Authors:Auden SM, Sobczcyk WL, Solinger RE, Goldsmith, LJ
Anesthesia & Analgesia. 90(2):299-305, 2000 Feb.
Reviewer(s): Joseph P. Cravero, MD, Dartmouth-Hithcock Medical Center
An IM combination of meperidine, promethazine, and chlorpromazine (DPT) has been given as
sedation for pediatric procedures for more than 40 years. We compared this IM combination to
oral (PO) ketamine/midazolam in children having cardiac catheterization. A total of 51 children,
ages 9 mo to 10 yr, were enrolled and randomized in this double-blinded study. All children
received an IM injection at time zero and PO fluid 15 minutes later. We observed acceptance of
medication, onset of sedation and sleep, and sedative efficacy. The cardiorespiratory changes
were evaluated. Sedation was supplemented with IV propofol as required. Recovery time,
parental satisfaction, and patient amnesia were assessed. Ketamine/midazolam given PO was
better tolerated (P < 0.0005), had more rapid onset (P < 0.001), and provided superior sedation
(P < 0.005). Respiratory rate decreased after IM DPT only. Heart rate and shortening fraction
were stable. Oxygen saturation and mean blood pressure decreased minimally in both groups.

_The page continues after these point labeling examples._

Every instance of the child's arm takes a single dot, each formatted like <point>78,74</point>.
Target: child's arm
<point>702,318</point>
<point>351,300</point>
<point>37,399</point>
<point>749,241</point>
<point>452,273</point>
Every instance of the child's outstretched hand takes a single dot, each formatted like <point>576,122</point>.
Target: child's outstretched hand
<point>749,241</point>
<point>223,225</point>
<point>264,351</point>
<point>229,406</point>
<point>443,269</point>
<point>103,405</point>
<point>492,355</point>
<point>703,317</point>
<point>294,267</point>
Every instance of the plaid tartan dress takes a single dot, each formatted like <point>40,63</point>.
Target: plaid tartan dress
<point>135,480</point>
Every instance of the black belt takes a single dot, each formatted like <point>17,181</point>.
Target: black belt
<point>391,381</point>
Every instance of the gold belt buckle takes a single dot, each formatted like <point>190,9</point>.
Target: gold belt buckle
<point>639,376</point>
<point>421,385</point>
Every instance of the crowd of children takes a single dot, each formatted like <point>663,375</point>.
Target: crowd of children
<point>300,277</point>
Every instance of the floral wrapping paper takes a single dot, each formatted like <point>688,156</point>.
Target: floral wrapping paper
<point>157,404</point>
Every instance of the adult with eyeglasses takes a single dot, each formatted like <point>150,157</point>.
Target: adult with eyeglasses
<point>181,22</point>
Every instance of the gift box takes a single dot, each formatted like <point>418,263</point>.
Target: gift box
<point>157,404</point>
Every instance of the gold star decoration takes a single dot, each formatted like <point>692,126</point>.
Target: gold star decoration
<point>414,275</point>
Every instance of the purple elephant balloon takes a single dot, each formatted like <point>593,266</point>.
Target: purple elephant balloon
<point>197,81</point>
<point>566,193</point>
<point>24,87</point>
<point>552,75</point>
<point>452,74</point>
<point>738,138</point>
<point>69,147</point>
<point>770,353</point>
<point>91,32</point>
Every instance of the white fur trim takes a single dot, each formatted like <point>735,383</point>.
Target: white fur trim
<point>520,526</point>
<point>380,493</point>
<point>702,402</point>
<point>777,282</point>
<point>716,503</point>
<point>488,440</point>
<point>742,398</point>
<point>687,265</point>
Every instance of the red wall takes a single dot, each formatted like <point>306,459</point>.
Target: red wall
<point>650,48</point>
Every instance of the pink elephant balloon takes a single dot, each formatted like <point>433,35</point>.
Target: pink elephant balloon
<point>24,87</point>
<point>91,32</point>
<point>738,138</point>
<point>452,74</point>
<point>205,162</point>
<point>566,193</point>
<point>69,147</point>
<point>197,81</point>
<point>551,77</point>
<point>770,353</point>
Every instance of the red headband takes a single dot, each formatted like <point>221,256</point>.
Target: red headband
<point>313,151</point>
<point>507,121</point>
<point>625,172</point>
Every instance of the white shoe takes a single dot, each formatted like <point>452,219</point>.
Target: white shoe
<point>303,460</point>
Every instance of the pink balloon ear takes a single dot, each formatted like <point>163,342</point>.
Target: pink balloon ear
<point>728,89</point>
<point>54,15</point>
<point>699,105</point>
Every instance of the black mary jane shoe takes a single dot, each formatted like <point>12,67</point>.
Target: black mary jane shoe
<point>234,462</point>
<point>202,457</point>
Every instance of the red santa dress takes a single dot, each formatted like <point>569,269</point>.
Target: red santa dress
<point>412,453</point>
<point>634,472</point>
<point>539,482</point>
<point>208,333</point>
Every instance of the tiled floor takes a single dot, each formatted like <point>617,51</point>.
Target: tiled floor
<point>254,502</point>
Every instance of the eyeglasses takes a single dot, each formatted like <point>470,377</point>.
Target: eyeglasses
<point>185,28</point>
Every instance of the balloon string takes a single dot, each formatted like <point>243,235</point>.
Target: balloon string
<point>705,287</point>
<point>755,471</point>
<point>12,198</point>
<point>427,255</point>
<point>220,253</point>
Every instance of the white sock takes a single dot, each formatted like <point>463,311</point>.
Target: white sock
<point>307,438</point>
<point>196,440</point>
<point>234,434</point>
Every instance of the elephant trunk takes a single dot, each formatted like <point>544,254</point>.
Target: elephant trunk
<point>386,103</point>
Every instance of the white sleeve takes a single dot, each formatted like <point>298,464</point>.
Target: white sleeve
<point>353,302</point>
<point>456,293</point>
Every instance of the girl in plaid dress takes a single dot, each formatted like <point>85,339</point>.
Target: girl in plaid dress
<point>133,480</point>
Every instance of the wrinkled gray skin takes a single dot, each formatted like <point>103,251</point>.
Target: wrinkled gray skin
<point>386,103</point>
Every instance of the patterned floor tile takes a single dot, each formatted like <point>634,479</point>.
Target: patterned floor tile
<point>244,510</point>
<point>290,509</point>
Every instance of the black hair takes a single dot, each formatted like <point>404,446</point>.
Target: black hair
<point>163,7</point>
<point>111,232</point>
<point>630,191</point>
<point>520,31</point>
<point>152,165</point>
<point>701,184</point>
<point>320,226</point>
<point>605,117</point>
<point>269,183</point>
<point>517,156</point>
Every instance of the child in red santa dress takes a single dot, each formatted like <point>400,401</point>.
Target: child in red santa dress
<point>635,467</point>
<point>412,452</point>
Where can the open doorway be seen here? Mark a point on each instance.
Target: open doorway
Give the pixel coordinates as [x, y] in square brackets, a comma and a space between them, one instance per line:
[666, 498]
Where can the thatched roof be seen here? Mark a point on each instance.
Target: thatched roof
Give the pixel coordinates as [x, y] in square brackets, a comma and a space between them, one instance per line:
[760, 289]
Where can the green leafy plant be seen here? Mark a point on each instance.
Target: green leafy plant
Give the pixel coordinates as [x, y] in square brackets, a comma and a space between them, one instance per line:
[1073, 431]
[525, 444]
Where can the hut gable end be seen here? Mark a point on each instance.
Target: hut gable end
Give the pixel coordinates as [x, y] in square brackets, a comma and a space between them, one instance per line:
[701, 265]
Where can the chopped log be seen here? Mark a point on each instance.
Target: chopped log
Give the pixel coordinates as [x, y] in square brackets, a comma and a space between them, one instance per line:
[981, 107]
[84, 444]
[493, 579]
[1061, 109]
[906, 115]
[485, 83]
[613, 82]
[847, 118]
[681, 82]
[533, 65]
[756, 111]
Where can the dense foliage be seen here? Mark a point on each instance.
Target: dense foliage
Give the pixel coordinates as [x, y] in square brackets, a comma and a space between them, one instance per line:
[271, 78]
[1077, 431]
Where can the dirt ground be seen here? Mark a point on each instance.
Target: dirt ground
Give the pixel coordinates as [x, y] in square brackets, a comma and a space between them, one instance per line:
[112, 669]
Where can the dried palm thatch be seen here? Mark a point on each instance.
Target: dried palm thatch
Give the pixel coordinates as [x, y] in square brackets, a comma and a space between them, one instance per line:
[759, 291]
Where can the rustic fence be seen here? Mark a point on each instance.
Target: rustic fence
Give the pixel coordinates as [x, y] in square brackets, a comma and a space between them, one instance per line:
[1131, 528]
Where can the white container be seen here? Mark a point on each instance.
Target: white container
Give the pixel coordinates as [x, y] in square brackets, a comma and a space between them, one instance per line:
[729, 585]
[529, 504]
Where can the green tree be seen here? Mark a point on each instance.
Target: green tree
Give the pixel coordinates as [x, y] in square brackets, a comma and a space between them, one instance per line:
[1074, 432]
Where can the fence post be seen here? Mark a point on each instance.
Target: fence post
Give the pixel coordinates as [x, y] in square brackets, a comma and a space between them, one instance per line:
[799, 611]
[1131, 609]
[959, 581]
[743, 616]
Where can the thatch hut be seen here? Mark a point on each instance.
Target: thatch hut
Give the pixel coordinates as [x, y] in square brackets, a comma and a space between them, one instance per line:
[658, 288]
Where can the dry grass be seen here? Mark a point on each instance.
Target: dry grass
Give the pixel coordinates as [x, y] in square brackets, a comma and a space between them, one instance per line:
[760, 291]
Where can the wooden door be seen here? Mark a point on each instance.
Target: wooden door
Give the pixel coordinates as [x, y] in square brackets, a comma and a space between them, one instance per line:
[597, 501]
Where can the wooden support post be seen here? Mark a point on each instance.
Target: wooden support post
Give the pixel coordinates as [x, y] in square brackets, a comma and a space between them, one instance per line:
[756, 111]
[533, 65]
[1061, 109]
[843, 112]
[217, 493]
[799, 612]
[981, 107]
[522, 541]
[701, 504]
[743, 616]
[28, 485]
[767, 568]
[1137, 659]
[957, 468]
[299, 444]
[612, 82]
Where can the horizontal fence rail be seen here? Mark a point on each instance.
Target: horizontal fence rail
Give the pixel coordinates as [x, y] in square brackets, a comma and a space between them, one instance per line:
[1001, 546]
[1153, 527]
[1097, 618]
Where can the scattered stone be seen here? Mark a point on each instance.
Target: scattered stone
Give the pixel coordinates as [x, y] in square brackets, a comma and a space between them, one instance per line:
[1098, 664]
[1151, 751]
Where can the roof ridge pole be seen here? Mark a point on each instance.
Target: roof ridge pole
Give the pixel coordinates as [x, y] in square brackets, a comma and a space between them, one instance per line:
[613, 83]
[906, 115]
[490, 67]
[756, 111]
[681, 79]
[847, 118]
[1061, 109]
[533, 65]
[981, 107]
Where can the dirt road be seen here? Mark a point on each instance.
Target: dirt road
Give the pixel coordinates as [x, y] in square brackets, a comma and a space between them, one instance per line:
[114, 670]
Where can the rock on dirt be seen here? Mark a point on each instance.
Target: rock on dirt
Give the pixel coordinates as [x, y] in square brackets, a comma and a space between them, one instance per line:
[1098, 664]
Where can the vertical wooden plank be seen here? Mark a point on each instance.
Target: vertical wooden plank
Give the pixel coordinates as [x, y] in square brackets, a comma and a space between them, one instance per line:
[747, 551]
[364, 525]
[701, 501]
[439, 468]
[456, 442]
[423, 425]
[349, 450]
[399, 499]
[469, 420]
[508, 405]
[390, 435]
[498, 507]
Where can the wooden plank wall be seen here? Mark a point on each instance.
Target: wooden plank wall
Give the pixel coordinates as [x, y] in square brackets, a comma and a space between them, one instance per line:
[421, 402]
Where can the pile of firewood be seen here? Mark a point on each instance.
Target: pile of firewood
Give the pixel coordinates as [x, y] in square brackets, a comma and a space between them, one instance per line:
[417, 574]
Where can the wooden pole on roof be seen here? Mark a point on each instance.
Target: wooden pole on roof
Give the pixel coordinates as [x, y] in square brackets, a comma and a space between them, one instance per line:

Supplemental propofol was more frequently required (P < or = 0.02) and in larger doses (P <
0.05) after IM DPT. Parental satisfaction ratings were higher (P < 0.005) and amnesia was more
reliably obtained (P = 0.007) with PO ketamine/midazolam. Two patients needed airway support
after the PO medication, as did two other patients when PO ketamine/midazolam was
supplemented with IV propofol. Although PO ketamine/midazolam provided superior sedation
and amnesia compared to IM DPT, this regimen may require the supervision of an
anesthesiologist for safe use. Implications
: Oral medication can be superior to IM injections for
sedating children with congenital heart disease; however, the safety of all medications remains
an issue. Commentary:
Before anyone writes a scathing letter about DPT injection – please read the introduction to this
paper as it reviews all the pitfalls (painful route of administration, slow onset, unreliable onset
and depth of sedation, occurrence of restlessness, respiratory depression and death) of this old
combination. The fact that anyone still uses this combination is surprising; the fact that as of
1995 as many as 60% of cardiac catheterization labs still used it is nothing short of amazing! The
authors carefully point out that the AAP committee on drugs warned against its use seven years
ago. In spite of this, since the cardiac cath lab at Kosair Children’s Hospital was still using this
combination, the investigators sought to compare it to an oral combination of versed and
ketamine. Although there is little literature on the safety and effectiveness of this oral
combination, the authors report an excellent experience with relatively few side effects and good
acceptance of the liquid by the patients (a major accomplishment for anything with versed in it).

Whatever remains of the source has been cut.